The phonautograph is the earliest known device for recording sound. Previously, tracings had been obtained of the sound-producing vibratory motions of tuning forks and other objects by physical contact with them, but not of actual sound waves as they propagated through air or other media. Invented by Frenchman Édouard-Léon Scott de Martinville, it was patented on March 25, 1857. It transcribed sound waves as undulations or other deviations in a line traced on smoke-blackened paper or glass. Intended solely as a laboratory instrument for the study of acoustics, it could be used to visually study and measure the amplitude envelopes and waveforms of speech and other sounds, or to determine the frequency of a given musical pitch by comparison with a simultaneously recorded reference frequency.

Apparently, it did not occur to anyone before the 1870s that the recordings, called phonautograms, contained enough information about the sound that they could, in theory, be used to recreate it. Because the phonautogram tracing was an insubstantial two-dimensional line, direct physical playback was impossible in any case.

Several phonautograms recorded before 1861 were successfully played as sound in 2008 by optically scanning them and using a computer to process the scans into digital audio files.
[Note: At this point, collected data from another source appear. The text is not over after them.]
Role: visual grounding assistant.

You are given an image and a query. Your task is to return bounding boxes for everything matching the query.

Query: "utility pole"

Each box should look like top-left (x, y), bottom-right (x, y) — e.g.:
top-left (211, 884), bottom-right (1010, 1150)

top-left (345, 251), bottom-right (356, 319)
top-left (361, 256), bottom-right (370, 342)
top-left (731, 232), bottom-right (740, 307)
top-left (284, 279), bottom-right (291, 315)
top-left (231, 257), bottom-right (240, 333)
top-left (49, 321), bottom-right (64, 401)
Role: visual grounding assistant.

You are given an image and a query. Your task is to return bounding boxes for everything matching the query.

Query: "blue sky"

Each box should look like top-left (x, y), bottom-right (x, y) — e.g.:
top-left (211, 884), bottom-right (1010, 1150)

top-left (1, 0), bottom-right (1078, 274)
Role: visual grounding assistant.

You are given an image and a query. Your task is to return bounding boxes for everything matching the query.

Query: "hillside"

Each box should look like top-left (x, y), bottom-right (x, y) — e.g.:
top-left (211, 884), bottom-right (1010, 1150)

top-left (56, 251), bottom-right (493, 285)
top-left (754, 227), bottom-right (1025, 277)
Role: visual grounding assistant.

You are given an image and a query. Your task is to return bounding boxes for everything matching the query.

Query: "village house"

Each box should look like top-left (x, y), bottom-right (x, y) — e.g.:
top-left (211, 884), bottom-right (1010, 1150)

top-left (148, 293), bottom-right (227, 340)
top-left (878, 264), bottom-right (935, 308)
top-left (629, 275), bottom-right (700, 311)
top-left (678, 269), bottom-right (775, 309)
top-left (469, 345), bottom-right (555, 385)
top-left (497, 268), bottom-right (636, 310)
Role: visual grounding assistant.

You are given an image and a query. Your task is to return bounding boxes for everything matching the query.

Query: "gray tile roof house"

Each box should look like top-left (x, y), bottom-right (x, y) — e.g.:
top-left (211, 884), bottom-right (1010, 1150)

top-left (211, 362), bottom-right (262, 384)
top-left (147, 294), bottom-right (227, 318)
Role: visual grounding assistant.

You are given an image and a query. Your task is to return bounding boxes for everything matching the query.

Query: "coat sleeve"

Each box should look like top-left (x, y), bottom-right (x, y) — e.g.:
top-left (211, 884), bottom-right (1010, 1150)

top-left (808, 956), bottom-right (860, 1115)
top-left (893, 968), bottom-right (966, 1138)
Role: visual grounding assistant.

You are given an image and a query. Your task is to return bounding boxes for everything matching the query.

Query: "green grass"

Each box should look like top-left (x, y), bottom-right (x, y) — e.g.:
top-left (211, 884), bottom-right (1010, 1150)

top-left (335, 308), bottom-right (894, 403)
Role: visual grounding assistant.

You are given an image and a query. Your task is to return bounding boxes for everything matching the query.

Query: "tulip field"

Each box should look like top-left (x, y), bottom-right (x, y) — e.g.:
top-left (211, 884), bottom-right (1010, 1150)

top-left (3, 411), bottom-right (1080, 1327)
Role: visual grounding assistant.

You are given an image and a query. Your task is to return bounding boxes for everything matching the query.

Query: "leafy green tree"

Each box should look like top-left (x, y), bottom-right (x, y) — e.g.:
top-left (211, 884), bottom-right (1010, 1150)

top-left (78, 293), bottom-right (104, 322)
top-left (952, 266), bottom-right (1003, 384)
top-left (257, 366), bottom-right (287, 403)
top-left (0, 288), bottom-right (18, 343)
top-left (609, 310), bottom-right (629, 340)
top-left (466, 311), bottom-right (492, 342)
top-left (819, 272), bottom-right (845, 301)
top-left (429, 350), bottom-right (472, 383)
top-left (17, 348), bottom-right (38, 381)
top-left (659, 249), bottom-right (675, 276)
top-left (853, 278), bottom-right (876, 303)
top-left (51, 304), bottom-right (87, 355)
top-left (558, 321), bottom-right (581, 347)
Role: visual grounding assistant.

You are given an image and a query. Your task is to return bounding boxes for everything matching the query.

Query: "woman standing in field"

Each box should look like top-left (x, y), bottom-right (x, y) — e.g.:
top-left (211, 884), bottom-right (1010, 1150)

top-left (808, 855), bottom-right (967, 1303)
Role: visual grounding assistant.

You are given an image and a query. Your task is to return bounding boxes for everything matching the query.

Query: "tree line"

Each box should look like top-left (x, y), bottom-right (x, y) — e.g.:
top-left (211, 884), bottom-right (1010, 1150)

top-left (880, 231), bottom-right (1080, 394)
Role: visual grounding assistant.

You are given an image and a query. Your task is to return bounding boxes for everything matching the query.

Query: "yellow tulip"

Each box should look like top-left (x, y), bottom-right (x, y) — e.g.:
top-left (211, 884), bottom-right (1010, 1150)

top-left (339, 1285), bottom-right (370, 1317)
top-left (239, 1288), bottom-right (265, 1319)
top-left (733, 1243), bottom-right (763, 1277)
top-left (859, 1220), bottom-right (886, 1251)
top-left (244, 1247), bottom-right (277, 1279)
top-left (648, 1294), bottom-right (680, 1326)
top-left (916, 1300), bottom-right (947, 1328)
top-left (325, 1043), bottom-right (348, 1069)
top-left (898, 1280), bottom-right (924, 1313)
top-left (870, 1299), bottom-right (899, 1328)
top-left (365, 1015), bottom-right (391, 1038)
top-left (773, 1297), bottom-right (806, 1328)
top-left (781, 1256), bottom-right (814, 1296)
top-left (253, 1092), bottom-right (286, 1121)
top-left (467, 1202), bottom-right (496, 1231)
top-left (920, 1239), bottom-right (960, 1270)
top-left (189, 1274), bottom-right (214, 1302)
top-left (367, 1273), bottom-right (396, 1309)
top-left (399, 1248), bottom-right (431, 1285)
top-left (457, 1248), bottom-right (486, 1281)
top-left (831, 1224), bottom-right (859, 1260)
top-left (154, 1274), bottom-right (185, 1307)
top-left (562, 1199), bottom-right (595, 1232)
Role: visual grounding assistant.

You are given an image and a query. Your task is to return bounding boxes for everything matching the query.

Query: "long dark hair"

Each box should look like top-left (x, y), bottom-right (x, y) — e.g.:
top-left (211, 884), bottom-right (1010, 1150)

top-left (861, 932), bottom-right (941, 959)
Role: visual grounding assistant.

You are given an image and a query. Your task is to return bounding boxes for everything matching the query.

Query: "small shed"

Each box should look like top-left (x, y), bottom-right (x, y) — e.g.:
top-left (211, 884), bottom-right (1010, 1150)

Édouard-Léon Scott de Martinville, a printer and bookseller by trade, was inspired when he happened to read about the anatomy of the human ear in the course of his business. His phonautograph was constructed as an analog of the ear canal, eardrum and ossicles. Scott created several variations of the device. The functions of the ear canal and eardrum were simulated by a funnel-like horn or a small open-ended barrel with a flexible membrane of parchment or other suitable material stretched over the small end. A pig bristle or other very lightweight stylus was connected to the membrane, sometimes by an indirect linkage which roughly simulated the ossicles and served as an amplifying lever. The bristle traced a line through a thin coating of lampblack—finely divided carbon deposited by the flame of an oil or gas lamp—on a moving surface of paper or glass. The sound collected by the simulated ear and transmitted to the bristle caused the line to be modulated in accordance with the passing variations in air pressure, creating a graphic record of the sound waves.